The quality of preference pairs depends on the self-generated interpretations by TinyLLaVA. If the small model's interpretation is weak, the discriminative power between \(y_w\) and \(y_l\) may decrease, indirectly affecting signal quality.
Evaluation mainly focuses on understanding tasks like captioning and VQA; coverage of more complex multi-turn, reasoning, or safety jailbreaking scenarios is limited.
While updating only the image encoder is efficient, vulnerabilities outside the visual module (projection layer, LLM side) remain untouched. Protection against pure text-side or cross-modal joint attacks has not yet been discussed.

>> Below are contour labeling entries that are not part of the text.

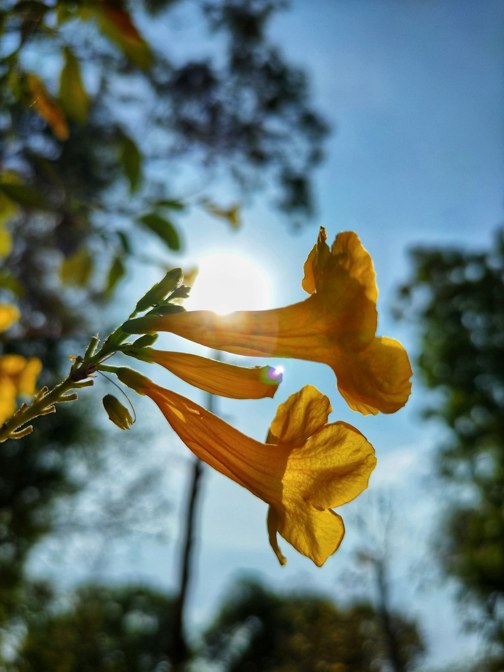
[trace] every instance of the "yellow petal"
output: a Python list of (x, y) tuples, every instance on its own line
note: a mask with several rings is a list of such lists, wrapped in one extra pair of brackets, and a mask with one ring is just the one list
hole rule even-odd
[(15, 386), (9, 378), (0, 376), (0, 423), (3, 423), (15, 411)]
[[(129, 354), (128, 351), (126, 353)], [(233, 399), (274, 396), (282, 382), (282, 375), (272, 366), (235, 366), (198, 355), (152, 348), (142, 348), (138, 354), (139, 358), (164, 366), (195, 387)]]
[(36, 384), (40, 372), (42, 362), (37, 357), (30, 357), (26, 361), (26, 366), (21, 372), (18, 383), (18, 393), (31, 396), (35, 394)]
[[(269, 543), (281, 564), (286, 560), (276, 543), (275, 528), (292, 546), (321, 566), (343, 541), (345, 526), (341, 517), (331, 509), (317, 511), (303, 499), (288, 503), (268, 513)], [(283, 558), (283, 560), (282, 559)]]
[(264, 501), (280, 497), (287, 450), (255, 441), (194, 402), (154, 383), (142, 392), (157, 404), (200, 460)]
[[(302, 446), (325, 425), (332, 410), (325, 394), (312, 385), (306, 385), (277, 409), (270, 429), (276, 439), (275, 443)], [(267, 439), (266, 442), (272, 442)]]
[(333, 368), (338, 389), (353, 411), (393, 413), (408, 401), (411, 366), (398, 341), (376, 337), (358, 354), (345, 353)]
[(19, 319), (19, 311), (15, 306), (0, 304), (0, 331), (8, 329), (11, 325)]
[(358, 429), (326, 425), (289, 454), (283, 496), (300, 491), (319, 510), (341, 506), (366, 490), (376, 465), (372, 446)]
[[(286, 560), (278, 548), (277, 532), (319, 566), (337, 549), (344, 527), (327, 506), (349, 501), (364, 490), (376, 460), (372, 446), (351, 425), (337, 423), (319, 428), (329, 407), (318, 390), (301, 390), (278, 414), (282, 435), (298, 436), (309, 427), (310, 431), (314, 428), (311, 438), (300, 447), (271, 446), (245, 436), (190, 400), (130, 369), (117, 369), (116, 373), (157, 404), (198, 457), (270, 505), (269, 542), (280, 564)], [(317, 395), (323, 398), (325, 410), (303, 413), (303, 400), (309, 408)], [(284, 422), (288, 418), (293, 421), (292, 431)]]

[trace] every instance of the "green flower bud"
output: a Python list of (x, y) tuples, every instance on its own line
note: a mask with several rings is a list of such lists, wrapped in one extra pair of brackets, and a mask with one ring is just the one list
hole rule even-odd
[(101, 400), (103, 408), (108, 414), (109, 419), (112, 420), (114, 425), (120, 429), (129, 429), (130, 425), (133, 424), (130, 411), (123, 406), (122, 404), (116, 399), (113, 394), (106, 394)]
[(157, 341), (159, 334), (144, 334), (131, 344), (132, 347), (149, 347)]
[(152, 310), (149, 310), (147, 315), (173, 315), (175, 312), (185, 312), (183, 306), (179, 306), (176, 303), (167, 303), (164, 306), (157, 306)]

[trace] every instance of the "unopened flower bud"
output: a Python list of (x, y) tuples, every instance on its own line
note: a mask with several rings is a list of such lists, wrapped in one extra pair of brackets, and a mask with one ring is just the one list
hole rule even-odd
[(174, 292), (182, 284), (183, 273), (181, 268), (173, 268), (165, 276), (161, 282), (154, 285), (144, 294), (135, 307), (136, 312), (142, 312), (148, 308), (157, 306)]
[(129, 429), (133, 424), (133, 419), (128, 409), (123, 406), (113, 394), (106, 394), (101, 400), (103, 408), (108, 414), (109, 419), (120, 429)]
[(157, 341), (158, 335), (158, 334), (144, 334), (132, 343), (132, 347), (149, 347), (150, 345), (153, 345)]

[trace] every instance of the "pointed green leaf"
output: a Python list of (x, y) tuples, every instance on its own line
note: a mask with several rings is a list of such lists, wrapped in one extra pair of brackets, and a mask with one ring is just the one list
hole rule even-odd
[(180, 249), (180, 238), (171, 222), (161, 217), (157, 212), (149, 212), (138, 218), (138, 222), (159, 236), (165, 245), (173, 251)]
[(155, 205), (160, 208), (169, 208), (170, 210), (184, 210), (185, 208), (185, 203), (172, 198), (162, 198), (160, 201), (156, 201)]
[(93, 272), (93, 257), (89, 250), (81, 247), (80, 250), (63, 259), (60, 268), (60, 278), (66, 285), (77, 285), (84, 287)]
[(98, 25), (101, 32), (122, 49), (130, 62), (146, 70), (152, 62), (152, 54), (131, 20), (128, 12), (112, 2), (99, 3)]
[(111, 294), (116, 285), (126, 275), (126, 268), (120, 257), (116, 257), (112, 261), (107, 277), (106, 294)]
[(85, 123), (89, 97), (82, 83), (79, 61), (68, 47), (60, 77), (60, 101), (68, 117), (78, 124)]
[(132, 194), (140, 183), (142, 155), (136, 144), (126, 134), (123, 134), (121, 138), (120, 159), (124, 175), (130, 181), (130, 191)]

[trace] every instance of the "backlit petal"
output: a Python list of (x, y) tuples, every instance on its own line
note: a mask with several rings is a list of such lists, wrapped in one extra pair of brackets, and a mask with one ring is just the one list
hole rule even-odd
[(394, 339), (376, 337), (358, 355), (345, 352), (333, 368), (347, 403), (364, 415), (394, 413), (411, 391), (409, 360)]
[(277, 409), (270, 428), (275, 443), (302, 446), (325, 425), (332, 410), (325, 394), (312, 385), (306, 385)]
[[(304, 500), (296, 499), (286, 503), (281, 508), (275, 507), (274, 513), (270, 515), (272, 521), (269, 528), (270, 544), (274, 521), (279, 534), (319, 567), (338, 550), (343, 541), (345, 534), (343, 520), (331, 509), (317, 511)], [(273, 544), (271, 546), (276, 553)], [(280, 564), (284, 564), (282, 560)]]
[[(366, 488), (376, 460), (372, 446), (354, 427), (345, 423), (323, 424), (330, 410), (327, 397), (308, 387), (293, 395), (277, 414), (279, 434), (299, 439), (301, 446), (265, 444), (136, 372), (123, 368), (116, 373), (157, 404), (198, 457), (269, 504), (269, 542), (280, 564), (286, 560), (278, 548), (277, 532), (319, 566), (337, 549), (345, 530), (341, 517), (329, 507), (347, 502)], [(317, 398), (318, 413), (312, 407)], [(303, 441), (308, 430), (314, 433)]]
[[(126, 353), (130, 353), (126, 351)], [(201, 390), (233, 399), (274, 396), (282, 382), (282, 374), (276, 373), (272, 366), (235, 366), (198, 355), (152, 348), (142, 348), (138, 358), (164, 366)]]

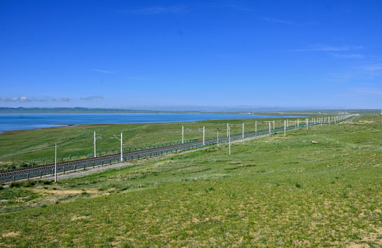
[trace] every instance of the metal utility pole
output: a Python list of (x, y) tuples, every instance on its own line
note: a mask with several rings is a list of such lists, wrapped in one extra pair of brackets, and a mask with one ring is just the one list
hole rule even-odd
[(204, 127), (203, 127), (203, 145), (204, 145)]
[(54, 149), (54, 183), (57, 183), (57, 141)]
[(123, 161), (123, 133), (120, 133), (120, 161)]
[(203, 145), (204, 145), (204, 127), (203, 127), (202, 130), (201, 128), (198, 128), (198, 131), (203, 132)]
[(94, 131), (94, 158), (97, 156), (97, 142), (96, 141), (98, 138), (102, 138), (102, 135), (99, 135), (97, 136), (96, 134), (96, 131)]
[(120, 141), (120, 161), (123, 161), (123, 133), (120, 133), (120, 138), (113, 134), (113, 137), (110, 137), (110, 138), (116, 138)]
[(270, 121), (269, 122), (269, 134), (270, 134)]
[(219, 131), (220, 131), (219, 127), (216, 129), (216, 131), (217, 131), (217, 146), (219, 146)]
[(94, 131), (94, 158), (97, 156), (97, 143), (96, 142), (96, 131)]
[(229, 135), (229, 137), (228, 137), (228, 141), (228, 141), (228, 143), (229, 143), (229, 155), (231, 155), (231, 127), (228, 127), (228, 135)]

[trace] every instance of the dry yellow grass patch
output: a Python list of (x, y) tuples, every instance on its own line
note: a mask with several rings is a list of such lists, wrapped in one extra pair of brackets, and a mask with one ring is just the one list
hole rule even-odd
[(20, 235), (20, 233), (19, 231), (11, 231), (7, 234), (4, 234), (1, 236), (3, 238), (11, 238), (17, 237), (19, 235)]

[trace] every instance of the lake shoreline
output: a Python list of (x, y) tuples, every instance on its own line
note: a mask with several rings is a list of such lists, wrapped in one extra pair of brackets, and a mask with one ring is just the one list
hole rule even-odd
[(165, 123), (209, 120), (298, 118), (248, 114), (0, 114), (0, 134), (81, 125)]

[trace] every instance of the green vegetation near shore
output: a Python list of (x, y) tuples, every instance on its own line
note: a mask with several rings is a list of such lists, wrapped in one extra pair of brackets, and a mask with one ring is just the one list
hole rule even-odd
[(224, 145), (14, 183), (0, 190), (0, 246), (379, 247), (381, 152), (382, 118), (361, 116), (231, 156)]
[[(295, 125), (297, 118), (290, 121)], [(244, 123), (245, 132), (268, 130), (268, 122), (275, 120), (276, 127), (284, 127), (284, 119), (235, 119), (209, 120), (187, 123), (131, 123), (116, 125), (83, 125), (74, 127), (45, 128), (32, 130), (11, 131), (0, 134), (0, 169), (19, 167), (34, 163), (53, 163), (54, 142), (59, 141), (59, 161), (92, 156), (94, 152), (94, 132), (102, 136), (97, 140), (97, 152), (102, 154), (118, 153), (120, 142), (112, 139), (114, 135), (123, 132), (126, 151), (180, 142), (182, 140), (182, 126), (184, 126), (184, 139), (202, 140), (200, 129), (204, 126), (206, 139), (215, 138), (217, 128), (220, 136), (226, 135), (226, 123), (232, 126), (231, 134), (241, 134)], [(70, 156), (72, 155), (72, 156)]]

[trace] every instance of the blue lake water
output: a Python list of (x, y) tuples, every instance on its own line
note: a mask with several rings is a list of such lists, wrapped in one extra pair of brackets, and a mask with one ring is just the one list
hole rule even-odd
[(213, 119), (297, 117), (220, 114), (0, 114), (0, 132), (67, 125), (196, 121)]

vs. FARE / TeCoA (CLIP-based contrastive adversarial training): These minimize the distance between adversarial and clean images in the CLIP feature space for coarse-grained alignment. They are efficient but cause significant clean performance drops. AdPO uses preference optimization's relative objective to explicitly preserve clean performance and utilizes a complete (lightweight) LVLM to generate preference pairs for finer-grained alignment.
vs. Generative pre-training adversarial methods: These use full LVLMs for fine-grained alignment but suffer from poor generalization and clean performance degradation. AdPO balances fine-grained alignment and efficiency through small model training, image encoder-only modification, and transfer.
vs. DPO and its variants (IPO/SimPO/StepDPO): AdPO is the first to transfer these linguistic preference alignment techniques to adversarial training and proves that the framework is insensitive to the specific DPO variant, extending the boundaries of preference learning.

Rating¶

Novelty: ⭐⭐⭐⭐⭐ First to reformulate adversarial training as preference optimization; the perspective shift is clean and effective.
Experimental Thoroughness: ⭐⭐⭐⭐ Covers untargeted/targeted attacks, multiple attack types, multiple models, and ablations, though larger perturbations and adaptive attacks could be added.
Writing Quality: ⭐⭐⭐⭐ Motivation is clearly derived; PIO/AIO division of labor is distinct.
Value: ⭐⭐⭐⭐⭐ Genuinely mitigates the robustness-clean performance trade-off with an efficient and reusable engineering path.